1. **Define your state struct.**
2. **Create a layer that adds the state to the request's extensions.**
3. **Create a custom extractor to retrieve the state in your handler.**
```rust
// 1. Define state
#[derive(Clone)]
struct AppState {
db_pool: Arc<DbPool>,
}
// 2. See `examples/state.rs` for a full implementation of
// the layer and extractor for state management.
// 3. Use in handler
async fn get_users_from_db(State(state): State<AppState>) -> Result<Response> {
// Use `state.db_pool`
Ok(Response::new("..."))
}
```
*Note: The `State` extractor is a common pattern that would need to be implemented as a custom extractor.*
### Custom Extractors
You can create your own extractors by implementing the `FromRequest` trait.
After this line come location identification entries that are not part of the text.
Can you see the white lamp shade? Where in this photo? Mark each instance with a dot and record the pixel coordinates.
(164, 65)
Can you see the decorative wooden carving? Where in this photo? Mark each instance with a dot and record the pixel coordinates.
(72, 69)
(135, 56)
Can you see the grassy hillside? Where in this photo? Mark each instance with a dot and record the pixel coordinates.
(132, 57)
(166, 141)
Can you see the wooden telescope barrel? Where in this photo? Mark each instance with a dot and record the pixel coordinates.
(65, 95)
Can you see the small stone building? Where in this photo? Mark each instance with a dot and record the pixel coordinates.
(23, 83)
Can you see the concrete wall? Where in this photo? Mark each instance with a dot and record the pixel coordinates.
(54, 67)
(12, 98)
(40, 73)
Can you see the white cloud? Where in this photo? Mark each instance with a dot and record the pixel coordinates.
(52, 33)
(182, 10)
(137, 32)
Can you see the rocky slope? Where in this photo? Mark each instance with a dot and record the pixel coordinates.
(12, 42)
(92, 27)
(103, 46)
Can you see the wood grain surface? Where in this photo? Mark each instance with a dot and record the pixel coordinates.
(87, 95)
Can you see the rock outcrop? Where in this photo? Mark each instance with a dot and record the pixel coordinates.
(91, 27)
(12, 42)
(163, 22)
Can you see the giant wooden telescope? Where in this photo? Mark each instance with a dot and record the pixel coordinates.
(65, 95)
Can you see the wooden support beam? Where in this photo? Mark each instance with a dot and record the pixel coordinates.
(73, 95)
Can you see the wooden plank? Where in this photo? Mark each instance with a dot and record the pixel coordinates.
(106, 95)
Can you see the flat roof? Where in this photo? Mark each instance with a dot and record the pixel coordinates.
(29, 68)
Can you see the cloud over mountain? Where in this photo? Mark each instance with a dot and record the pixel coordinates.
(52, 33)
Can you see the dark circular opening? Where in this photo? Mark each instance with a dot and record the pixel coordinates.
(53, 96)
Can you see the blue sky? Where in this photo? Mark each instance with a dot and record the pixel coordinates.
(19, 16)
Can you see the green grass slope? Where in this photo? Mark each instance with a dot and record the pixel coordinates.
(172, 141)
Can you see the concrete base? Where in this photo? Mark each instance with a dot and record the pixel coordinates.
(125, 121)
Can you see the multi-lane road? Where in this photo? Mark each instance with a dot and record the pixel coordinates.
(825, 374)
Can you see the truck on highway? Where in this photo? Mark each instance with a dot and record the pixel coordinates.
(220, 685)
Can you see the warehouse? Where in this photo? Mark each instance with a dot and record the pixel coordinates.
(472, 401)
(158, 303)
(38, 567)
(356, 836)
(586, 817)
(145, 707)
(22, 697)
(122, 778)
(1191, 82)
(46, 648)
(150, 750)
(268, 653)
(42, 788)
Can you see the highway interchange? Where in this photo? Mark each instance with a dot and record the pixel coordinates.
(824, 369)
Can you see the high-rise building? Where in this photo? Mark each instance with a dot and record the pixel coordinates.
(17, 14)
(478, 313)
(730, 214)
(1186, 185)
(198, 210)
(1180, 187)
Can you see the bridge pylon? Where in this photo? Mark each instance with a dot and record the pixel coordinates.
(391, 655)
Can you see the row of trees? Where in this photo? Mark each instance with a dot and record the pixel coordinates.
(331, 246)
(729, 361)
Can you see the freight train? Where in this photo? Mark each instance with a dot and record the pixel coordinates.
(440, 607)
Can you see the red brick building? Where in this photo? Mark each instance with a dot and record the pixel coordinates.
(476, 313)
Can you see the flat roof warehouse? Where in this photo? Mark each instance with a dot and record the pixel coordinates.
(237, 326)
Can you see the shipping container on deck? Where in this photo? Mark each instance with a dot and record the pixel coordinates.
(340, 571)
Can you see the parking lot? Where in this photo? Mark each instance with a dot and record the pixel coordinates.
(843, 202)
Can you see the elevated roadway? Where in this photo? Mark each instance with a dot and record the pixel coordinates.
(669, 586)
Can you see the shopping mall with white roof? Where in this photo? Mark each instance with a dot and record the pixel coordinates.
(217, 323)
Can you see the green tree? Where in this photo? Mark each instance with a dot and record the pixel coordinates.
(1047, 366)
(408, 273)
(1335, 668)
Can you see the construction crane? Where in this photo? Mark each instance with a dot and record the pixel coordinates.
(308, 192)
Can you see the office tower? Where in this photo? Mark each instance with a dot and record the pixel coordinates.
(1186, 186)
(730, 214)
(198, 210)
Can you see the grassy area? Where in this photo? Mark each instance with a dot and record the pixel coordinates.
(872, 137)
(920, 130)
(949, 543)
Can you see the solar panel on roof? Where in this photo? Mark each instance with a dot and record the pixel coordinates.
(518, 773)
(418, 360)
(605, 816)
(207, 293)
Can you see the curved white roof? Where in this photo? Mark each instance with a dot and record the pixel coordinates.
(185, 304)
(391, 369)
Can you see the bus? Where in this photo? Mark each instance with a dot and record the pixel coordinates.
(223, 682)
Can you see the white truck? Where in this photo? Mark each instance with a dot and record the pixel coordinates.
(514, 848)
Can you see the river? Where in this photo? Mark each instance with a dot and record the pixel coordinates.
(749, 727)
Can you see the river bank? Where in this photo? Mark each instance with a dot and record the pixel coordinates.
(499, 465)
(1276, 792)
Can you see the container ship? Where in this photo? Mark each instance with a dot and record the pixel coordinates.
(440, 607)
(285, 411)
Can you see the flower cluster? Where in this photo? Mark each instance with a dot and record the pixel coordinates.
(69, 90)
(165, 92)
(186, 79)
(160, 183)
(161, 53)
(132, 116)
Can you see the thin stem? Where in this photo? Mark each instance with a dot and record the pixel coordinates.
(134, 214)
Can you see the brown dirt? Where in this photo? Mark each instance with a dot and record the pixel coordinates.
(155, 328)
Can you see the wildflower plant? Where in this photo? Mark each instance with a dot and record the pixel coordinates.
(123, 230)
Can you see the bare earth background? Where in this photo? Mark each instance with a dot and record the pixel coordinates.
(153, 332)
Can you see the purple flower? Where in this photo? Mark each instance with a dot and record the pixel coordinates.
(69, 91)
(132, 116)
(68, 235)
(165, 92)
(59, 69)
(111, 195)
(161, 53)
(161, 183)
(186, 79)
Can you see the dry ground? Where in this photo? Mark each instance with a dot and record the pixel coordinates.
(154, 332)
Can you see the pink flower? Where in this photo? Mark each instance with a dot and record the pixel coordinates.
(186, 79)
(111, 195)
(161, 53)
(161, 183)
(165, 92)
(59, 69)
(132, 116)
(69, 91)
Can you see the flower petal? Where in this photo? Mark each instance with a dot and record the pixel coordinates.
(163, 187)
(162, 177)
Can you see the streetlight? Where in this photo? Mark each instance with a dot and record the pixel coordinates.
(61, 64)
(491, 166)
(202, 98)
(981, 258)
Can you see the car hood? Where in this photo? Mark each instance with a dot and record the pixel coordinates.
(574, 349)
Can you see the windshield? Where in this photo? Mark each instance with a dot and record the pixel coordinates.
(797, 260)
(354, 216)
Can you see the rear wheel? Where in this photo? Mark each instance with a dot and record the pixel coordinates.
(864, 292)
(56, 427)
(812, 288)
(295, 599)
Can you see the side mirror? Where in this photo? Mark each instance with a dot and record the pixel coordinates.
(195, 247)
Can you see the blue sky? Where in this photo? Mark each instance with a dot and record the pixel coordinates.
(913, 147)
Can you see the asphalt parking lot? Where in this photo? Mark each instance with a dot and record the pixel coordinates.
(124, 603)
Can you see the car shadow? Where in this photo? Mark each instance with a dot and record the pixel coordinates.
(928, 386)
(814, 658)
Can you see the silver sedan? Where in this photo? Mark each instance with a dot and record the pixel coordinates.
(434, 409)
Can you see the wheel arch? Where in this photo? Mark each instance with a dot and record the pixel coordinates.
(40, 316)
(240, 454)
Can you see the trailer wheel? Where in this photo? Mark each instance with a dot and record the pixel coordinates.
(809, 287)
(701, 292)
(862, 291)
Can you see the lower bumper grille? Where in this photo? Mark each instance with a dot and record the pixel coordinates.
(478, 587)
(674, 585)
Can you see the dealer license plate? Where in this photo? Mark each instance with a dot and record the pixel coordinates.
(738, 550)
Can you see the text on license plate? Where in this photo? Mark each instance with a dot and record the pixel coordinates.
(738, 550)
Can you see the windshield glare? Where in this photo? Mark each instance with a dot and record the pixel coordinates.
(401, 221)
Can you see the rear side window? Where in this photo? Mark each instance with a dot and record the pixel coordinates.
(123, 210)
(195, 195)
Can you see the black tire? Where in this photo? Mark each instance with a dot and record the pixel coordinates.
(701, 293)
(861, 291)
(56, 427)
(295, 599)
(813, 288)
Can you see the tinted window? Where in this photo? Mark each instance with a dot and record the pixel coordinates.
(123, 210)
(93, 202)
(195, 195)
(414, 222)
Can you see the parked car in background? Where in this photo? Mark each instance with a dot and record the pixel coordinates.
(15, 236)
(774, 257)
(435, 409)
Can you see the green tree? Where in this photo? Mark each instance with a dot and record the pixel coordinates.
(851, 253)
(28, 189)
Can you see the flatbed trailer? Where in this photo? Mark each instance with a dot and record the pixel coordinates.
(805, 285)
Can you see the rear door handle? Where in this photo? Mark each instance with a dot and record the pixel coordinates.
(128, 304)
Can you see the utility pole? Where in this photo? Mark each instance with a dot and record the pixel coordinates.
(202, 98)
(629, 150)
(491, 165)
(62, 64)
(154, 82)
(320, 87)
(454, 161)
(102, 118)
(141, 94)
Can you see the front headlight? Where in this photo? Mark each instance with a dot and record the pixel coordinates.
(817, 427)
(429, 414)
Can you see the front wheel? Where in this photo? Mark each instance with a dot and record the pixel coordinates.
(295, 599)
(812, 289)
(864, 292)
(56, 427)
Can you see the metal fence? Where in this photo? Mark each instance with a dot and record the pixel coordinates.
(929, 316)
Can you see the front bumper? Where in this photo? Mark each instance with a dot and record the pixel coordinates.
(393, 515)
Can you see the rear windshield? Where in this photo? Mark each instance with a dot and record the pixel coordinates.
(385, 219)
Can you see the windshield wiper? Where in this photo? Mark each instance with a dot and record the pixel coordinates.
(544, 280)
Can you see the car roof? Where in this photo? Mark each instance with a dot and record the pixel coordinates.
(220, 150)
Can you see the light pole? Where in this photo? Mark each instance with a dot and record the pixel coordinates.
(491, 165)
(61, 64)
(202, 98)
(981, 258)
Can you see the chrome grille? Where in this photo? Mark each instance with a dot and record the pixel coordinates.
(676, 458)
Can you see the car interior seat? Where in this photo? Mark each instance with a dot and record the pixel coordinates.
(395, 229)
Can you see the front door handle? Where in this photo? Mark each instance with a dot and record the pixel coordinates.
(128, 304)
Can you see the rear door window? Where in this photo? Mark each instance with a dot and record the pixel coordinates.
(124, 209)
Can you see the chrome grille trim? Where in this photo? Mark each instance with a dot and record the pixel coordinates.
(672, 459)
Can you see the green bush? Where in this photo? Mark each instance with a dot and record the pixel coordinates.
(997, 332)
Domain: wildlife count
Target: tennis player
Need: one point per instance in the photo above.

This allows you to create reusable components for extracting any information from a request.
```rust
use async_trait::async_trait;
use oxidized::{Error, FromRequest, Request};
struct ApiKey(String);
#[async_trait]
impl FromRequest for ApiKey {
type Rejection = Error;
async fn from_request(req: &mut Request) -> Result<Self, Self::Rejection> {
if let Some(key) = req.inner().headers().get("x-api-key") {
Ok(ApiKey(key.to_str().unwrap().to_string()))
} else {
Err(Error::Unauthorized)
}
}
}
// Handler using the custom extractor
async fn protected_route(api_key: ApiKey) -> Result<Response> {
// `api_key` is now available
Ok(Response::new("Access Granted"))
}
```
### WebSocket Integration
Oxidized provides first-class support for WebSockets. You can upgrade an HTTP connection to a WebSocket connection using the `.ws()` method on the `Router`.
```rust
use oxidized::{Router, ws::{Message, WebSocket}};
async fn websocket_handler(mut ws: WebSocket) {
while let Some(Ok(msg)) = ws.recv().await {
if let Message::Text(text) = msg {
if ws.send(Message::Text(format!("Echo: {}", text))).await.is_err() {
break;
}
}
}
}
// In your router setup:
let router = Router::new().ws("/ws", websocket_handler);
```
---
## 4. Putting It All Together
### A Complete JSON API Example
This example demonstrates a simple in-memory JSON API with routing, state management, and middleware.
```rust
use oxidized::{
extractor::Json,
middleware::LogLayer,
Response, Result, Router, Server,
};
use serde::{Deserialize, Serialize};
use std::{
collections::HashMap,
net::SocketAddr,
sync::{Arc, RwLock},
};
// In-memory database
type Db = Arc<RwLock<HashMap<u32, User>>>;
#[derive(Serialize, Deserialize, Clone)]
struct User {
id: u32,
username: String,
}
// State for our application
#[derive(Clone)]
struct AppState {
db: Db,
}
// Custom State extractor (implementation required)
// struct State<T>(T);
async fn get_users(/* State(state): State<AppState> */) -> Result<Response> {
// In a real implementation, you would use the state extractor.
// let users: Vec<User> = state.db.read().unwrap().values().cloned().collect();
// Ok(Response::from_json(&users))
Ok(Response::new("[]")) // Placeholder
}
async fn create_user(
Json(user): Json<User>,
/* State(state): State<AppState> */
) -> Result<Response> {
// state.db.write().unwrap().insert(user.id, user.clone());
// Ok(Response::from_json(&user))
Ok(Response::new("User created")) // Placeholder
}
#[tokio::main]
async fn main() {
let state = AppState {
db: Arc::new(RwLock::new(HashMap::new())),
};
let app = Router::new()
.get("/users", get_users)
.post("/users", create_user)
.layer(LogLayer);
// .layer(StateLayer::new(state)); // Add state layer
let addr = SocketAddr::from(([127, 0, 0, 1], 3000));
println!("Server listening on {}", addr);
Server::new(app, addr).run().await.unwrap();
}
```
This documentation provides the foundation for building robust applications with Oxidized. For more specific details, please refer to the source code and the `rustdoc` API documentation.